Daniel Layton-Matthews

Daniel Layton-Matthews s'est d'abord intéressé à la géologie au cours de sa première année d'études de premier cycle à l'Université du Manitoba. Au cours des quatre années suivantes, il est devenu fasciné par les gisements de minerai, choisissant de travailler sur l'altération associée au système épithermal de Mallery Lake dans les Territoires du Nord-Ouest en tant que B.Sc. Thèse de spécialisation. Au cours de ses quatre années en géologie à l'Université du Manitoba, Daniel a travaillé pour la Commission géologique du Manitoba, Phelps Dodge Corporation du Canada, et comme assistant de recherche du Dr ACL Larocque.

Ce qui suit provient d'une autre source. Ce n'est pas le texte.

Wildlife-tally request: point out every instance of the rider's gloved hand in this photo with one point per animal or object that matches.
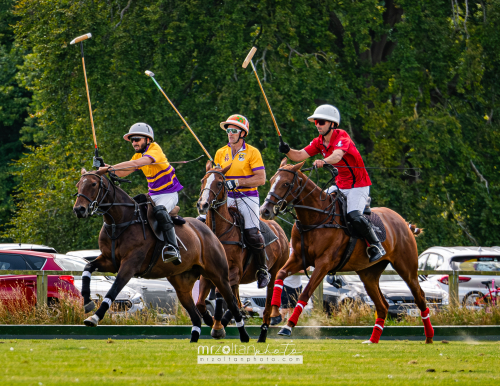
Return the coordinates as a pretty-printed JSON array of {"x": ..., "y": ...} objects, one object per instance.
[
  {"x": 284, "y": 148},
  {"x": 231, "y": 184}
]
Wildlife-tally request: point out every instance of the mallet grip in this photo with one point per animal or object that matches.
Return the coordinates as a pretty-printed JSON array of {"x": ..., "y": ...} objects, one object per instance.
[
  {"x": 81, "y": 38},
  {"x": 249, "y": 57}
]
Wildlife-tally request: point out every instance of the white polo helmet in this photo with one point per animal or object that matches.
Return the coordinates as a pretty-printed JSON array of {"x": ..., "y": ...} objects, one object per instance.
[
  {"x": 326, "y": 112},
  {"x": 140, "y": 128}
]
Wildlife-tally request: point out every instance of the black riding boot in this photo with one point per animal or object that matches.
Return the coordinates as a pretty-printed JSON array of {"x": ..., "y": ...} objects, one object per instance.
[
  {"x": 167, "y": 226},
  {"x": 363, "y": 228},
  {"x": 256, "y": 241}
]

En 1998, Daniel a eu la chance d'être présenté au Dr CM Lesher de l'Université Laurentienne, qui participait à une tournée de conférences au Canada. Au cours de cette rencontre, Daniel a obtenu un M.Sc. poste à l'Université Laurentienne travaillant sur le métasomatisme des intrusions ultramafiques dans la ceinture nickélifère de Thompson et les implications pour l'exploration minérale.

Au cours de son M.Sc. à l'Université Laurentienne, Daniel a eu la chance d'obtenir une bourse d'études supérieures du Conseil de recherches en sciences naturelles et en génie pour des études de doctorat dans une université canadienne.

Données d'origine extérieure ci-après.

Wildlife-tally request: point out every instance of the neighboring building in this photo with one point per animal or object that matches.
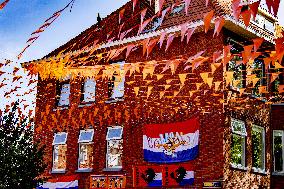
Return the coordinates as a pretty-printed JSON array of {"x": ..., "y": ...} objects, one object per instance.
[{"x": 95, "y": 128}]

Encore une fois, grâce à une tournée de conférences, Daniel a été présenté au Dr SD Scott de l'Université de Toronto, avec qui il travaille actuellement. Ses recherches actuelles portent sur un projet conjoint de la Commission géologique du Canada (Dr J. Peter) et de l'Université de Toronto sur les gisements de sulfures massifs volcanogènes de la région du lac Finlayson au Yukon, au Canada. Lors des études métallurgiques de ces gisements, il a été constaté que certains gisements étaient extrêmement enrichis en sélénium, alors que d'autres ne l'étaient pas. Les recherches de Daniel proposent d'expliquer la distribution du sélénium dans/entre ces gisements, et d'identifier l'origine du sélénium dans la minéralisation sulfurée.

La recherche doctorale de Daniel à ce jour a inclus la micro-analyse par sonde électronique et la micro-analyse par fluorescence X synchrotron des minéraux sulfurés, qui a identifié la substitution stoechiométrique de Se pour S dans le réseau de tous les principaux minéraux sulfurés (galène : ~ 14 % en poids ; sphalérite ~1100 ppm; pyrite ~100 ppm; chalcopyrite ~300 ppm). La distribution de Se dans la minéralisation sulfurée est caractérisée par une abondance accrue de minéraux et de roche totale avec une proximité accrue de l'éponte inférieure du ou des gisements, où la minéralisation de chalcopyrite est dominante. Empiriquement, cela suggérerait que la distribution de Se au sein de ces gisements est étroitement liée aux zones à haute température de décharge hydrothermale, ce qui est en accord avec les systèmes modernes de fond marin. Actuellement, une étude sur les isotopes stables du sélénium est menée par Daniel et sera la première tentative d'appliquer des ratios 80Se/76Se pour « empreintes digitales » la ou les sources de sélénium dans les gisements de minerai.